The deepening impoverishment of the population has led to the rapid spread of socially-based diseases such as drug dependency, alcoholism, AIDS and tuberculosis. The number of those afflicted with tuberculosis has doubled in the last five years and now afflicts 73 out of every 100,000 inhabitants. According to international standards a figure of 50 out of 100,000 is enough to constitute an epidemic. In the prisons and punishment camps every tenth prisoner suffers from the disease.

In 1998 365,000 contracted syphilis and 10,000 were infected with the HIV virus. It is estimated that by the year 2000 nearly 800,000 will be infected by sexually transmitted diseases. In all, 40 percent of the population show signs of a weakening of the immune system. Every second inhabitant drinks water that does not correspond to international standards. More than 11 million people, or 7 percent of the population, are registered disabled. One out of six of this number is younger than 45 years old.

In the meantime the social crisis has assumed forms unknown since the times of the Second World War. Even one of the most avid advocates of the capitalist reforms, Harvard professor Richard Pipes, concedes that "the situation is unparalleled".

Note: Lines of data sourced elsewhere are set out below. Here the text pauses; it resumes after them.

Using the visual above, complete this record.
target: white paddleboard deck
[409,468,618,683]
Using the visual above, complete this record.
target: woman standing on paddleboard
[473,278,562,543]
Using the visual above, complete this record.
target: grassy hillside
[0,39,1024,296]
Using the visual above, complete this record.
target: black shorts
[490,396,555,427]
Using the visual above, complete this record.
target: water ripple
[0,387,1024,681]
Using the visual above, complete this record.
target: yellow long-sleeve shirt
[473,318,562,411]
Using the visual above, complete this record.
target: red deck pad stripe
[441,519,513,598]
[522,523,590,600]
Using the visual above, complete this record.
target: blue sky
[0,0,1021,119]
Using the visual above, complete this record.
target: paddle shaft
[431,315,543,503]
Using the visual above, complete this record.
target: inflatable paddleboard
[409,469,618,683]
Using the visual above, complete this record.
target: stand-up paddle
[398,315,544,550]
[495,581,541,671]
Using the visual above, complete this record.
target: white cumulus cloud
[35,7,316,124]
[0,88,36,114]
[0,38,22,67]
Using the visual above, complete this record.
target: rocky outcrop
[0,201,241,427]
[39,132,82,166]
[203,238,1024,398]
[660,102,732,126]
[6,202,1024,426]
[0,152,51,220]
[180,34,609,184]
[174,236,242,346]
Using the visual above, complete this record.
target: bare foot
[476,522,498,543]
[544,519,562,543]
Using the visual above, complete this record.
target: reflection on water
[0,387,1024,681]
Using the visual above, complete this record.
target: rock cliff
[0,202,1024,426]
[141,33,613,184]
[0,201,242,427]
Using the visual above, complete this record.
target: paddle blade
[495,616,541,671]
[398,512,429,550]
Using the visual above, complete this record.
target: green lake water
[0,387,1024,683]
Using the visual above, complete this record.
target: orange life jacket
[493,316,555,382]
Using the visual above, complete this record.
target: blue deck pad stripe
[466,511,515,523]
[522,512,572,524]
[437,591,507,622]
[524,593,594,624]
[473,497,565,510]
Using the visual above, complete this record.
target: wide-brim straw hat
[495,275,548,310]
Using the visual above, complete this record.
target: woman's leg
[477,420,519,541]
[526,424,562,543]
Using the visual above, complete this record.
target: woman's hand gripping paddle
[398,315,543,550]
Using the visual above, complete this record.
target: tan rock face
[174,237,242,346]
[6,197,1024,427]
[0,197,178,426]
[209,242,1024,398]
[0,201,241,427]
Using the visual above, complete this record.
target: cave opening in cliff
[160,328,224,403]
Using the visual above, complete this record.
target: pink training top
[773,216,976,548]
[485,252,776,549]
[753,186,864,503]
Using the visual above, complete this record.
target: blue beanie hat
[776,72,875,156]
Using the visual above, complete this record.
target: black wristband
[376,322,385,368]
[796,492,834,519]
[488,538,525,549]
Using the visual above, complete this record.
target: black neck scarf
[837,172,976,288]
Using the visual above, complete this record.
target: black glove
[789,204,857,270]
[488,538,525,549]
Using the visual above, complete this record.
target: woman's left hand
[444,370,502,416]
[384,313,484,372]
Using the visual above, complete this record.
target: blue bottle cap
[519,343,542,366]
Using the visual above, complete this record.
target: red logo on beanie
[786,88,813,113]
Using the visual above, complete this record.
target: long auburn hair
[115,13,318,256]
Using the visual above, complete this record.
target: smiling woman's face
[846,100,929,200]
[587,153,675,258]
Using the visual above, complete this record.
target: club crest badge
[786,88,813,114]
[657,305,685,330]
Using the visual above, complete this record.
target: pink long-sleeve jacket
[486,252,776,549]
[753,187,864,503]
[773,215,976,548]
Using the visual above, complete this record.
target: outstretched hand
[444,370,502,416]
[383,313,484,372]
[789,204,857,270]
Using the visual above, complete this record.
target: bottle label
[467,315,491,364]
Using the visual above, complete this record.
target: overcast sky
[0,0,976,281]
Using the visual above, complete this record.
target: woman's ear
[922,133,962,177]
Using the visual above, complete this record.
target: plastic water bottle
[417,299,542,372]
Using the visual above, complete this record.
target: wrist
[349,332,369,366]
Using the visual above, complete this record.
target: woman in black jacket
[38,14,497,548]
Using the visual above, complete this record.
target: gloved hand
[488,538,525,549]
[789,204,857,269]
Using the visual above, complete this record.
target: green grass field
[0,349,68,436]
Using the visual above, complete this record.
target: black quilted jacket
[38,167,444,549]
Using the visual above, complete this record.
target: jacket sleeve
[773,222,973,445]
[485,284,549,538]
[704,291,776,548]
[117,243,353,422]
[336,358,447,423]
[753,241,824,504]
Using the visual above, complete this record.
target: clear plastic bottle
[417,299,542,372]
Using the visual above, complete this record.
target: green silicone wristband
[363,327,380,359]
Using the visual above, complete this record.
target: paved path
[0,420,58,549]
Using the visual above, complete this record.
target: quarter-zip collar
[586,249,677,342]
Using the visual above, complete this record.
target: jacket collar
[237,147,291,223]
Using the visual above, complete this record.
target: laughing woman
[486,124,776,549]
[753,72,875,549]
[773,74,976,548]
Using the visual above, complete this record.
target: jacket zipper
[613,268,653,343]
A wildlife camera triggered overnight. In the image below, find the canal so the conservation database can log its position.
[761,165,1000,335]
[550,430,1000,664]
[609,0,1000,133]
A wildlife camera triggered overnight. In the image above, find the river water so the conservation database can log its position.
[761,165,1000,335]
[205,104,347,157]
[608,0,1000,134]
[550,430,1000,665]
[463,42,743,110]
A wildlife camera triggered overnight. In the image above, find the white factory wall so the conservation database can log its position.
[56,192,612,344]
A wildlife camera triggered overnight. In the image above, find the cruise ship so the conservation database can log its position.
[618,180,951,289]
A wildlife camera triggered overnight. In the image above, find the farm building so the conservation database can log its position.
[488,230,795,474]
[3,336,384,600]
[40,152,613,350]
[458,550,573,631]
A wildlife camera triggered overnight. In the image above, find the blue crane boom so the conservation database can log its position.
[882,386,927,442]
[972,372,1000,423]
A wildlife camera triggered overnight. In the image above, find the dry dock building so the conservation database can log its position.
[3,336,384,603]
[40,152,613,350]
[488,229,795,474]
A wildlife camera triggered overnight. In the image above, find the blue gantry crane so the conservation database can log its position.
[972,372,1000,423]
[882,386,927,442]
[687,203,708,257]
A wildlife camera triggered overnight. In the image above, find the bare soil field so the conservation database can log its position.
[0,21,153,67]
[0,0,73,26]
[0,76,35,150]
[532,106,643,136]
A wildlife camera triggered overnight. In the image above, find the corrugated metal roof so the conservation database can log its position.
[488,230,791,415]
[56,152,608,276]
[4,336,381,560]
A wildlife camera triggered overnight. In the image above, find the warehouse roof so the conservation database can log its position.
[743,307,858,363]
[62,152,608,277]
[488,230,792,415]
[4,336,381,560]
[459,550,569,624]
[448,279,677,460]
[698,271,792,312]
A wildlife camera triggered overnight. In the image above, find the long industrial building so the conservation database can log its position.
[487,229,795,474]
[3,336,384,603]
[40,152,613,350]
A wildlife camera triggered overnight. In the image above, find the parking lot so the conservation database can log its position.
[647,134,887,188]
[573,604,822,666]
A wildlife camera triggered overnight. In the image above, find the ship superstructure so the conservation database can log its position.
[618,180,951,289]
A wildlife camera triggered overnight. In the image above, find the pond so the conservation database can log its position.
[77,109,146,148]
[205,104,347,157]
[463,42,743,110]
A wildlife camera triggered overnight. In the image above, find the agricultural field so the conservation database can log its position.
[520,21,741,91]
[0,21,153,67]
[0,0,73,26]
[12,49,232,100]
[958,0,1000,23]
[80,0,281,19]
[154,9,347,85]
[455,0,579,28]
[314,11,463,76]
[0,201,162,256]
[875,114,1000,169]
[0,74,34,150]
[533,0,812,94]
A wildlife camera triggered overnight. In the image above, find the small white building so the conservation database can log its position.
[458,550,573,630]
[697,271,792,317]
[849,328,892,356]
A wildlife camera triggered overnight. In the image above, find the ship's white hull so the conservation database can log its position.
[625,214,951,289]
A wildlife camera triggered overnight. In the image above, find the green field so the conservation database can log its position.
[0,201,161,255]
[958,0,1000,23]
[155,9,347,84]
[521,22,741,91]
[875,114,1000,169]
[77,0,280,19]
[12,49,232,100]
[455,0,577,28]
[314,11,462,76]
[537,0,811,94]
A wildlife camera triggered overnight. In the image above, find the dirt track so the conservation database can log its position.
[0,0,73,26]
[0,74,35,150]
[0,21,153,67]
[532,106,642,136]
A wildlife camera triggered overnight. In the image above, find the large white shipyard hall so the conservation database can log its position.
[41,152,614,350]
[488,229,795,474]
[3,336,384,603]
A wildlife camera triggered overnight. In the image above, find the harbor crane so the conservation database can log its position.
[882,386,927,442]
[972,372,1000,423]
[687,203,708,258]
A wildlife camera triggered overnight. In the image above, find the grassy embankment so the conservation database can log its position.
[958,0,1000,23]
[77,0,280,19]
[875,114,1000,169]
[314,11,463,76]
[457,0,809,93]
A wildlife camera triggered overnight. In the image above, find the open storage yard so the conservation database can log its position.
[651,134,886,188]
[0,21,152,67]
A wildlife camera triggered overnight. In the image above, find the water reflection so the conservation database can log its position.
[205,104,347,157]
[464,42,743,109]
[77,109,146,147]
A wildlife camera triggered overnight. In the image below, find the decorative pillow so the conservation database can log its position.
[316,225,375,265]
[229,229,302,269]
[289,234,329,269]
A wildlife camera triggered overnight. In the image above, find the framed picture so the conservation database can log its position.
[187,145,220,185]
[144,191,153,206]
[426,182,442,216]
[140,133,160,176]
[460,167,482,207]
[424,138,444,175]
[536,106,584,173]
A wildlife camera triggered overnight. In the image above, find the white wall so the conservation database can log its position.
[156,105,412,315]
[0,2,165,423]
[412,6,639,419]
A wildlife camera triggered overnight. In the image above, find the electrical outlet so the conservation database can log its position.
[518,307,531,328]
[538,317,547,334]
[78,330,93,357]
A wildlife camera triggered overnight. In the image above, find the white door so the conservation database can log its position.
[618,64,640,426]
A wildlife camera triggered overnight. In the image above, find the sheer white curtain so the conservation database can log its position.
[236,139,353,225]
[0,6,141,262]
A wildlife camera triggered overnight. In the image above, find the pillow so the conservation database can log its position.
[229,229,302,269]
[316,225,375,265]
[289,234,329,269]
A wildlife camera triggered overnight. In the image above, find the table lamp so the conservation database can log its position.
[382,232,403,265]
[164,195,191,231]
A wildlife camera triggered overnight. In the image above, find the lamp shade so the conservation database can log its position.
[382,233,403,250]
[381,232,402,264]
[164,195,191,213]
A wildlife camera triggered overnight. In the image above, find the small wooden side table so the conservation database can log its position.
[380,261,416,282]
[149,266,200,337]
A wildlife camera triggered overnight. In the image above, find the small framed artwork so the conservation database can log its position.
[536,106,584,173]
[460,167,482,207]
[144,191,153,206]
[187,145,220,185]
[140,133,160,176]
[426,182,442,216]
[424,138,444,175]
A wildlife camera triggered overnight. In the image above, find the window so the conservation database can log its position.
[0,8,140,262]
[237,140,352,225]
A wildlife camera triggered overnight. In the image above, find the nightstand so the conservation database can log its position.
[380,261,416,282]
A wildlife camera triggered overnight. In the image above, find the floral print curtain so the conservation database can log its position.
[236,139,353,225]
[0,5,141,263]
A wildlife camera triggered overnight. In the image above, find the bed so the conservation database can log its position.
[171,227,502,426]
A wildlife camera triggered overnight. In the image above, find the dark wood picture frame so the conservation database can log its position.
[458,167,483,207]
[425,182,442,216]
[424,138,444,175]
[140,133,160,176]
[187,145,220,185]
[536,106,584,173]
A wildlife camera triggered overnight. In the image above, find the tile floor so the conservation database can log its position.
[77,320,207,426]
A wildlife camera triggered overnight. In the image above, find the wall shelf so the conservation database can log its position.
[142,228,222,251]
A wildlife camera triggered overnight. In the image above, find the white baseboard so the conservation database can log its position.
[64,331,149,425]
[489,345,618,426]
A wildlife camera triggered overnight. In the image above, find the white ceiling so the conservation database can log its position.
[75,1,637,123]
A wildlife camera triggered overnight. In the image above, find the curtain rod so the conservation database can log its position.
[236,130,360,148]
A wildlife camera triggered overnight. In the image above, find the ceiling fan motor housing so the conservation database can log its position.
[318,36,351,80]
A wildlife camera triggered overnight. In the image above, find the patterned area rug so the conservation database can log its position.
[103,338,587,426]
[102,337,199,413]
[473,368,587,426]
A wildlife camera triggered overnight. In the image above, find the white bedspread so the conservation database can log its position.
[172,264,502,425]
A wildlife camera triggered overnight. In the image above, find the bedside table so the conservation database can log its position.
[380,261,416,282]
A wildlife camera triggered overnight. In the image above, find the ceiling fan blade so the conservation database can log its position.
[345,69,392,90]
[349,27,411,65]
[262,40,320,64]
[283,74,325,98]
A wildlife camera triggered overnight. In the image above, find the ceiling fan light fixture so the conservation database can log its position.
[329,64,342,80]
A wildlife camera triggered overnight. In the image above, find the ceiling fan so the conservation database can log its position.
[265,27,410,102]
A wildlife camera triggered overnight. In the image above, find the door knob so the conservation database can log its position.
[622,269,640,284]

The results of the Asian crisis, and the price fall on world markets for raw materials upon which the Russian economy is so dependent, has made an open confrontation with the broad masses increasingly inevitable. Yegor Yavlinsky, chairman of the Liberal Yabloko party, made clear a short time ago how liberal economic reforms would look today: drastic reductions of taxes for employers, reduction of the state budget to a minimum and the closure of all the remaining "inefficient" factories. Such measures cannot possibly be realised under the label of "democracy".

In this situation nationalist and chauvinist forces are raising their heads. Both the Communist Party as well as Yuri Lushkov, mayor of Moscow and founder of the "Fatherland" party, are playing the national card. Anti-American and anti-Semitic slogans have for some time been the incidental music for such a campaign. In so doing these forces are, in parallel manner to the nationalist campaign of Lukashenko in White Russia, attempting to defend the interests of the domestic bourgeoisie, which has itself been affected by the crisis.